Any type of short introduction to python would necessarily be incomplete. However, it has been my experience that many people who get into computational material science fundamentally lack the programming resources to impact immediately. The purpose of this section is to provide some directions on how to setup your environment similar to mine.
NumPy Cheat Sheet: Data Analysis in Python, by Datacamp
Scikit-Learn Cheat Sheet: Python Machine Learning, by Datacamp
The next step is to install the Anaconda distribution of Python, as Anaconda provides a wide range of cutting-edge Python packages for scientific computing. Setting up python from a base installation can be a particularly difficult process particularly if you're working from a shell account. I have found that the following installation instructions for python work, particularly when you don't have administration rights for a machine.
Download the Anaconda for Windows installer and install. Choose the python 3 installer.
Download Anaconda for Linux. Choose python 3.6 or higher.
This should download a file called Anaconda3-4.4.0-Linux-x86_64.sh or something similar. Upload this file to your home directory or something similar.
Run the following command: bash Anaconda3-4.4.0-Linux-x86_64.sh. This will create ~/Anaconda3 directory which will contain a full python installation with many of the standard tools used in this group.

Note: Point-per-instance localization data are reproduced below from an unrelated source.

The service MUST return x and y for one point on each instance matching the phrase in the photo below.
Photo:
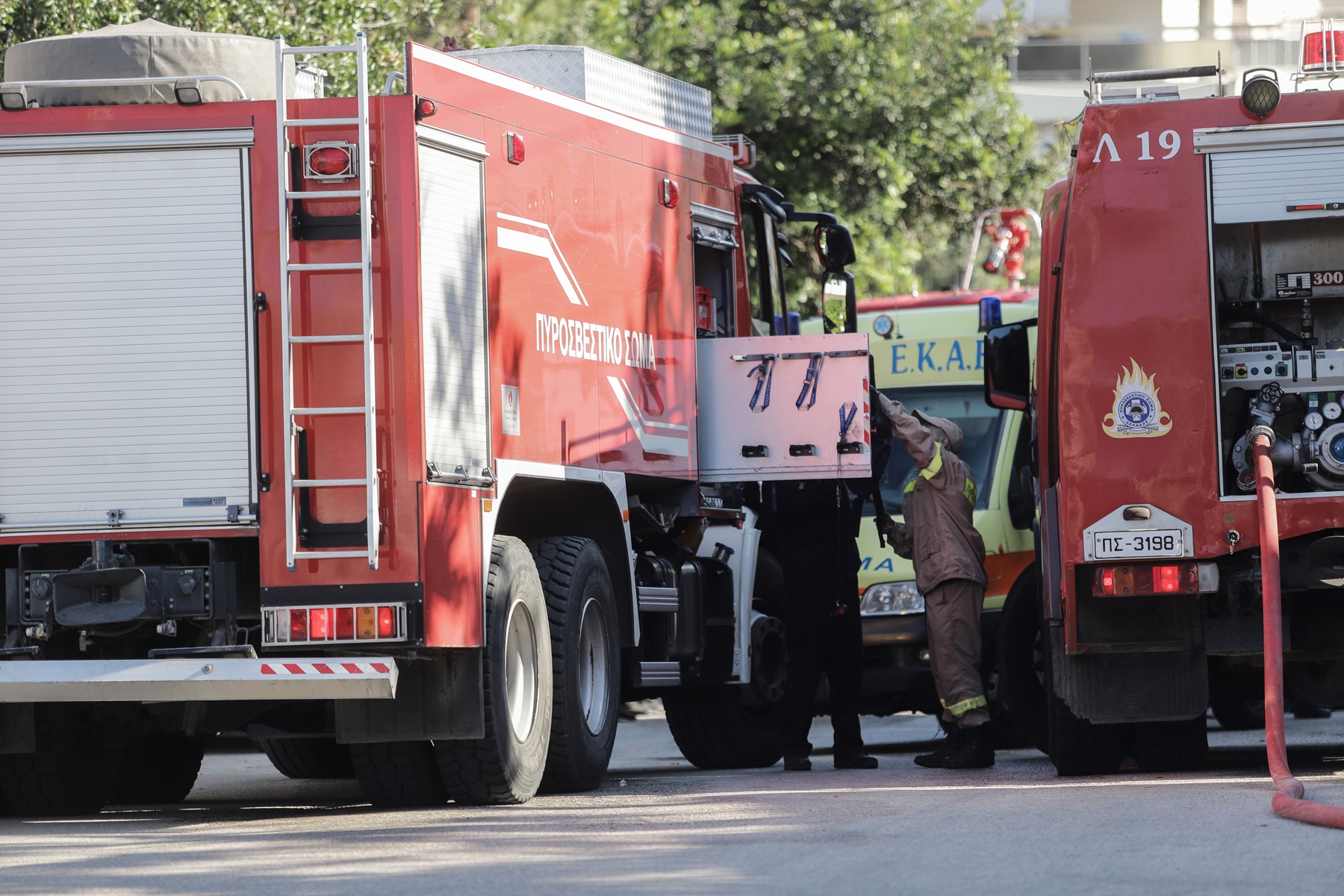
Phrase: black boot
(952, 743)
(974, 751)
(855, 761)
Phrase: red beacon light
(329, 160)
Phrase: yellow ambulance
(927, 352)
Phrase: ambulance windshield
(980, 423)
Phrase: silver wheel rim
(520, 675)
(594, 667)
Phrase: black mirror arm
(809, 217)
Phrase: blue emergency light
(991, 314)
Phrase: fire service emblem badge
(1137, 413)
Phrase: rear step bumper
(201, 679)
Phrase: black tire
(70, 774)
(398, 774)
(1171, 746)
(308, 756)
(1238, 715)
(1021, 667)
(505, 766)
(725, 726)
(585, 665)
(1077, 746)
(158, 768)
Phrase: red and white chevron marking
(326, 668)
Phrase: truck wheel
(1171, 746)
(730, 726)
(398, 774)
(72, 773)
(1238, 715)
(158, 768)
(308, 756)
(505, 765)
(1081, 747)
(1021, 664)
(584, 662)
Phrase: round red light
(329, 161)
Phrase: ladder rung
(302, 52)
(326, 411)
(324, 193)
(352, 337)
(327, 267)
(319, 122)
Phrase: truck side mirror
(835, 246)
(1008, 367)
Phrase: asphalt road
(660, 827)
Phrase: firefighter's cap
(948, 428)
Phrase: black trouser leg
(844, 673)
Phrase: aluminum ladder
(288, 269)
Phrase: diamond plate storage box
(783, 408)
(606, 81)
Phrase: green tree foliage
(389, 25)
(897, 116)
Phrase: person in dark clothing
(809, 527)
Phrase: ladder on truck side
(366, 337)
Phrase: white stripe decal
(678, 447)
(542, 247)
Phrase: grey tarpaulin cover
(147, 49)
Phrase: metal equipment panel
(457, 415)
(1273, 184)
(125, 340)
(784, 408)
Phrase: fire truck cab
(1189, 294)
(401, 432)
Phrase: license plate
(1142, 543)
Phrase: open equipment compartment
(1277, 276)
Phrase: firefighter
(808, 526)
(940, 536)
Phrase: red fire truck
(399, 432)
(1189, 294)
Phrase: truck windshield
(980, 423)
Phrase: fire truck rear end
(1191, 297)
(402, 433)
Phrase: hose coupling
(1268, 432)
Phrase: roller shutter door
(457, 417)
(124, 337)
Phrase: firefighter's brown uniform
(940, 536)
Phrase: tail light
(334, 625)
(1155, 578)
(329, 160)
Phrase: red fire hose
(1288, 802)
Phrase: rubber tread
(1171, 746)
(159, 768)
(477, 771)
(398, 774)
(67, 775)
(1080, 747)
(567, 770)
(302, 758)
(710, 724)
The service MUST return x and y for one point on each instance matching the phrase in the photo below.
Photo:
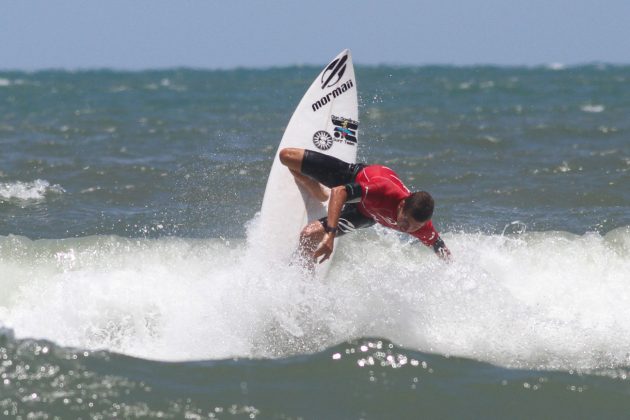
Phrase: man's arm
(338, 197)
(430, 237)
(441, 250)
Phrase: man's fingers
(325, 257)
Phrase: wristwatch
(330, 229)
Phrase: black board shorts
(333, 172)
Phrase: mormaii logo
(334, 72)
(336, 92)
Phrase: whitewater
(551, 300)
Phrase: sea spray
(537, 300)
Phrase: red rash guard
(381, 192)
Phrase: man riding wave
(360, 196)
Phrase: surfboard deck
(326, 121)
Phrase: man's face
(405, 221)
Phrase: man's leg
(292, 159)
(310, 238)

there is a pre-built module on pitzer. You can just load it with
module load python/3.6-conda5.2
conda install numpy pandas sklearn scipy
conda install -c conda-forge ase
I do a lot of development on my apple laptop so it is necessary to get mpi4py working. These directions are currently for Mojave
1.Download install Xcode from the Apple Store.
2.Install the command line tools with command
$ xcode-select --install
These directions change quite often due to support of the compile chain on hipergator. These directions were last updated on 19JAN2019
Compilation should be done an development node.
$ module load ufrc
$ srundev --time=04:00:00
It is necessary to main consistent toolchains when using MPI. On hipergator, your compiler toolchain. For compatibility and consistency of the toolchain, for vasp and lammps, I currently prefer the following toolchain:
$ pip uninstall mpi4py
$ module load intel/2018.1.163
$ module load openmpi/3.1.2
$ pip install mpi4py
For the batch submission script on hipergator, you need the following lines
# load the necessary modules
module load intel/2018.1.163
module load openmpi/3.1.2
# changes to the open MPI environmental variables so it can run on hipergator
export OMPI_MCA_pml=^ucx
export OMPI_MCA_mpi_warn_on_fork=0
# need the pmi2 libraries because the pmix_v2 libraries don't work for some reason
srun --mpi=pmi2 python mc_iterative_sampler.py
where mc_interative_sampler.py is a python program which uses mpi4py. PYPOSPACK is dependent upon forks to run LAMMPS. To suppress these warning we need to set the environment variable, OMPI_MCA_mpi_warn_on_fork to 0.
You can check if mpi4py runs if (I have not tested if mpiexec will work on development nodes, but srun clearly does not):
srun -p hpg2-dev -n 8 --mem-per-cpu 6gb -t 60:00 --pty -u bash -i
mpiexec -n 8 python demo/helloworld.py
or
srundev -n 8 --mem-per-cpu 6gb -t 60:00
module load intel/2018.1.163
module load openmpi/3.1.2
mpiexec -n 8 python demo/helloworld.py
References:
Dalcin, Lisandro D., et al. "Parallel distributed computing using python." Advances in Water Resources 34.9 (2011): 1124-1139.
Dalcín, Lisandro, et al. "MPI for Python: Performance improvements and MPI-2 extensions." Journal of Parallel and Distributed Computing 68.5 (2008): 655-662.
Dalcín, Lisandro, Rodrigo Paz, and Mario Storti. "MPI for Python." Journal of Parallel and Distributed Computing 65.9 (2005): 1108-1115.